Another cosmetic problem is the less-than-user-friendly layout, a likely
result of having to cram almost a hundred documents and essays, plus the
editors’ introductory essays, into a single volume. Even the paperback
edition is heavy, and each page looks like a chore: tall, wide,
small-font text, no pictures or graphs. Perhaps the publisher would be
willing to try lighter, less dense, and cheaper split editions (say, one
for pre-1900 and one for post-1900) in the future?

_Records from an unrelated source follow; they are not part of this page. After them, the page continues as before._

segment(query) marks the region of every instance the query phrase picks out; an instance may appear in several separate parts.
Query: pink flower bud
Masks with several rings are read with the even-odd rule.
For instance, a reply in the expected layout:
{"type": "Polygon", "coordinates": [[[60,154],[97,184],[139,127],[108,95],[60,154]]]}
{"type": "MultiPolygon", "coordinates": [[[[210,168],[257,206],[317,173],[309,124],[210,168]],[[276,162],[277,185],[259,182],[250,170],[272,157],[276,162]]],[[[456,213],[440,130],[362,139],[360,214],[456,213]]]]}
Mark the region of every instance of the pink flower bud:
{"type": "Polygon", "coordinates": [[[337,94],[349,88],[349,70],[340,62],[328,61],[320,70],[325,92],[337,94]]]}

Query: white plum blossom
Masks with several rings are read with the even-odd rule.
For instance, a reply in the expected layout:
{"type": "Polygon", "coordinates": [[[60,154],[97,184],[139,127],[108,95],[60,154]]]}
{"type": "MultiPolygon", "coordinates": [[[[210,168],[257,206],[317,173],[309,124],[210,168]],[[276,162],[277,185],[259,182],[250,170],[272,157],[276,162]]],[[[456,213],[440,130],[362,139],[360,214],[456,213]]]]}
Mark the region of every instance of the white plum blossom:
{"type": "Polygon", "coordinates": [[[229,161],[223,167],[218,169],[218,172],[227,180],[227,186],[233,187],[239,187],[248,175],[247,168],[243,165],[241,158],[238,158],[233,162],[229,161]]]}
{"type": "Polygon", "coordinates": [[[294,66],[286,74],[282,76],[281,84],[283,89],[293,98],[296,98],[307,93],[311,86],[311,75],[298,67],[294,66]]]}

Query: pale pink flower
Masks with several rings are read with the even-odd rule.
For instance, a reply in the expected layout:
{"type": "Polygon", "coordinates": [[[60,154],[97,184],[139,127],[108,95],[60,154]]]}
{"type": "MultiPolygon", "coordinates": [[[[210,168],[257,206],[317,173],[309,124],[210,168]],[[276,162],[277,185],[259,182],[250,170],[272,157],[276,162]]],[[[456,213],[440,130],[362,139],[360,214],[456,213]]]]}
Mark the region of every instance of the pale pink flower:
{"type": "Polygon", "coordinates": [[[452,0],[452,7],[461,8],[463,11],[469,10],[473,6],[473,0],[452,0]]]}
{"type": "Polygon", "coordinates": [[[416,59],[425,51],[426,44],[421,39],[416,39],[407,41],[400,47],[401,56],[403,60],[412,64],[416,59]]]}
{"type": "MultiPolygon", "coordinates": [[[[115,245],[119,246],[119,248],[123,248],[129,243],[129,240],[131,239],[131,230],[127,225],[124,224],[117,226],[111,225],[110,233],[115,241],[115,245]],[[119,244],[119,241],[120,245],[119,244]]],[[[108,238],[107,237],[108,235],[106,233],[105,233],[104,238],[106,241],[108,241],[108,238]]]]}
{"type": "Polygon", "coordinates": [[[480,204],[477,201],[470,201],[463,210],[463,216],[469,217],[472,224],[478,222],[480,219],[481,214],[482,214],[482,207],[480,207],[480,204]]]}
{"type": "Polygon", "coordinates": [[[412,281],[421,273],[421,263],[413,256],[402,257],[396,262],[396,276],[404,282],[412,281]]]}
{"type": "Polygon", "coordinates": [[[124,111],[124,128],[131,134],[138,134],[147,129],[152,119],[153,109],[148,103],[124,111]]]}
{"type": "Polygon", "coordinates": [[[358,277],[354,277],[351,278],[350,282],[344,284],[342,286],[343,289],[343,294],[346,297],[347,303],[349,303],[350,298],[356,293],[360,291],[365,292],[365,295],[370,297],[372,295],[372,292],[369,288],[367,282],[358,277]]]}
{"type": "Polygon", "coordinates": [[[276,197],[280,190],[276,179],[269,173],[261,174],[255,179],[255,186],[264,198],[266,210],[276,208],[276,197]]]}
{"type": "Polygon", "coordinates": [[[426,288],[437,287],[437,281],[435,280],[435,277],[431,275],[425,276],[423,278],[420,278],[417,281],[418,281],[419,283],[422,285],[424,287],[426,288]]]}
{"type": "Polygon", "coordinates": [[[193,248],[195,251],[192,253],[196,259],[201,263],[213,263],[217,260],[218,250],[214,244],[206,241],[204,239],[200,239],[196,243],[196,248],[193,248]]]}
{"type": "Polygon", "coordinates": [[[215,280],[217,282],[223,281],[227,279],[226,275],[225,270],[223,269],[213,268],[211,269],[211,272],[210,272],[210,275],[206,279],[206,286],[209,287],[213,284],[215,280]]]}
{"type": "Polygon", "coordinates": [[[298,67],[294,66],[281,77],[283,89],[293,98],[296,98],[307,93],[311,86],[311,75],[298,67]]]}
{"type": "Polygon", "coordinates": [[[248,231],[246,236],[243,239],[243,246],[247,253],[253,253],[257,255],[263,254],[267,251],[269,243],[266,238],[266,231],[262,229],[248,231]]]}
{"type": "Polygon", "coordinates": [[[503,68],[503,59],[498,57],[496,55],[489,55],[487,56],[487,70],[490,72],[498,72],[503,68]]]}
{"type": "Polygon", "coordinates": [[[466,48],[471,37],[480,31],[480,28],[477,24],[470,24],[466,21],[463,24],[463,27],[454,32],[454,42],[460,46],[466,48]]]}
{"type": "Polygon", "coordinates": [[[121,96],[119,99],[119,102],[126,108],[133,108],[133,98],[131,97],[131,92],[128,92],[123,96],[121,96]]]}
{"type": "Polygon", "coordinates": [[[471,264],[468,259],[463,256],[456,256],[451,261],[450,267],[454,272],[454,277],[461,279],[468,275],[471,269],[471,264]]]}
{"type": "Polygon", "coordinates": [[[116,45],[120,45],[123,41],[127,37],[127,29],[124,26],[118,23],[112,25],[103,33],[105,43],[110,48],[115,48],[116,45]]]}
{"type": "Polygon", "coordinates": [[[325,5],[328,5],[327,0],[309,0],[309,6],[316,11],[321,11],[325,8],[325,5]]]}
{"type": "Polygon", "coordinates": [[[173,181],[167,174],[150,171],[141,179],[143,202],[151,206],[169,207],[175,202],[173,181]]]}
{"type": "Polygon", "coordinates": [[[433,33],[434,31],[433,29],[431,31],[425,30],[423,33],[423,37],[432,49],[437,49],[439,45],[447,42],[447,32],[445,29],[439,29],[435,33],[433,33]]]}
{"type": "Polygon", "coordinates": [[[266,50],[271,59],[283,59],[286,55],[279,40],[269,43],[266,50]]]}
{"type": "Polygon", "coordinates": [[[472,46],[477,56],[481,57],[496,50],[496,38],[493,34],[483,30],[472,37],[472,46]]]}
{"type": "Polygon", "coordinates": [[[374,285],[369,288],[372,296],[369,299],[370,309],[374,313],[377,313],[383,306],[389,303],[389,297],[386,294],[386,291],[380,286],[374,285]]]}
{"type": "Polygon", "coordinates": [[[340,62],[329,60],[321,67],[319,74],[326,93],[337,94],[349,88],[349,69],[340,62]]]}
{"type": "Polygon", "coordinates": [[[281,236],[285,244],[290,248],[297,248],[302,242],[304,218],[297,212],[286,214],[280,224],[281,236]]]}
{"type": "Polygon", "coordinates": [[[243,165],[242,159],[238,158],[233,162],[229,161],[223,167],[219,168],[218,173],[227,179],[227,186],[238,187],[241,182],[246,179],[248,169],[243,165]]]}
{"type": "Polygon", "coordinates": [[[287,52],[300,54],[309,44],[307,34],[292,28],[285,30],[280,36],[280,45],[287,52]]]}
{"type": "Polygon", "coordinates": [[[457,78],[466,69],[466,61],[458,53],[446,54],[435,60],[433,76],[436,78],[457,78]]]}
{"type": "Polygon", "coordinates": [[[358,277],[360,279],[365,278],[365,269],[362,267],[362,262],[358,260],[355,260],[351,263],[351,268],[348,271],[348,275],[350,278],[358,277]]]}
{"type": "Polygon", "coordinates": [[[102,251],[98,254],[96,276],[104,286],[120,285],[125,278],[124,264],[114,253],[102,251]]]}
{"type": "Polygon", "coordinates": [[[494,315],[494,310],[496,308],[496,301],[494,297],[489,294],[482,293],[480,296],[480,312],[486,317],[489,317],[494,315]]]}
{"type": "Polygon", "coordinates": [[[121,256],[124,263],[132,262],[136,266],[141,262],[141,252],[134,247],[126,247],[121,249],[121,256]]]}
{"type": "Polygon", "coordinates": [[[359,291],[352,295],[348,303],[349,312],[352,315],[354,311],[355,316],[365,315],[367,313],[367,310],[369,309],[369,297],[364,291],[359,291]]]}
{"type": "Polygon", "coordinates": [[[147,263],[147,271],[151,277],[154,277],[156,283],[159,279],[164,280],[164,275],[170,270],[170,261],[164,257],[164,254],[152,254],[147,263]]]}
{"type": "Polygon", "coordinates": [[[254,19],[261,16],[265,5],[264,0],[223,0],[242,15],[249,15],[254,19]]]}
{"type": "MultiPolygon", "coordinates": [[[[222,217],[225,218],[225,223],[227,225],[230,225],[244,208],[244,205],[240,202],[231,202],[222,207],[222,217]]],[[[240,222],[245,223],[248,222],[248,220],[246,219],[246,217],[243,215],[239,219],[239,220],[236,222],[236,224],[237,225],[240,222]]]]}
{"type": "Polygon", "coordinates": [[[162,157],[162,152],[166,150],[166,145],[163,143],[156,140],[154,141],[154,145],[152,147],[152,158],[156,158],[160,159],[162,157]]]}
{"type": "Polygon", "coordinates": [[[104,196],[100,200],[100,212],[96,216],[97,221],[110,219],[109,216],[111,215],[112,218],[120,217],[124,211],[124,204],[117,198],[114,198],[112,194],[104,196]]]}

A cautionary note: Expect the vast majority of college students to
struggle with the older primary documents, which reflect a different,
more rococo style of writing. A humanities professor (whose students
might have been expected to have some exposure to older writings) once
tested his students’ comprehension of the long opening sentence of the
Declaration of Independence and found that it eluded the majority of
them.[1] An economics professor (the reviewer) repeated this experiment
and found an even larger majority that missed the gist of the sentence.
Teachers should anticipate spending a good bit of time walking their
students through these primary documents.
With these caveats in mind, the book is a godsend to American economic
historians and their students. For the right group of students and the
right course, it offers a great way to organize the material. Even for
professors who would not assign the book, it is an excellent desk
reference and a helpful source of background and color for one’s
lectures. As a tool for beginning literature reviews, the book is an
outstanding reference. Its strength in historiography makes it a must
for virtually any academic library.
Reference:
1. David Mulroy, _The War Against Grammar_. Portsmouth, NH:
CrossCurrents, 2003.
Ranjit S. Dighe is associate professor of economics at the State
University of New York College at Oswego. His research interests
include wages and Keynesian economics in the Great Depression, monetary
populism, and the political economy of Prohibition. He is the author of
“The U.S. Business Press and Prohibition,” _Social History of Alcohol
and Drugs_ 22(2): 6-20 (Spring 2008).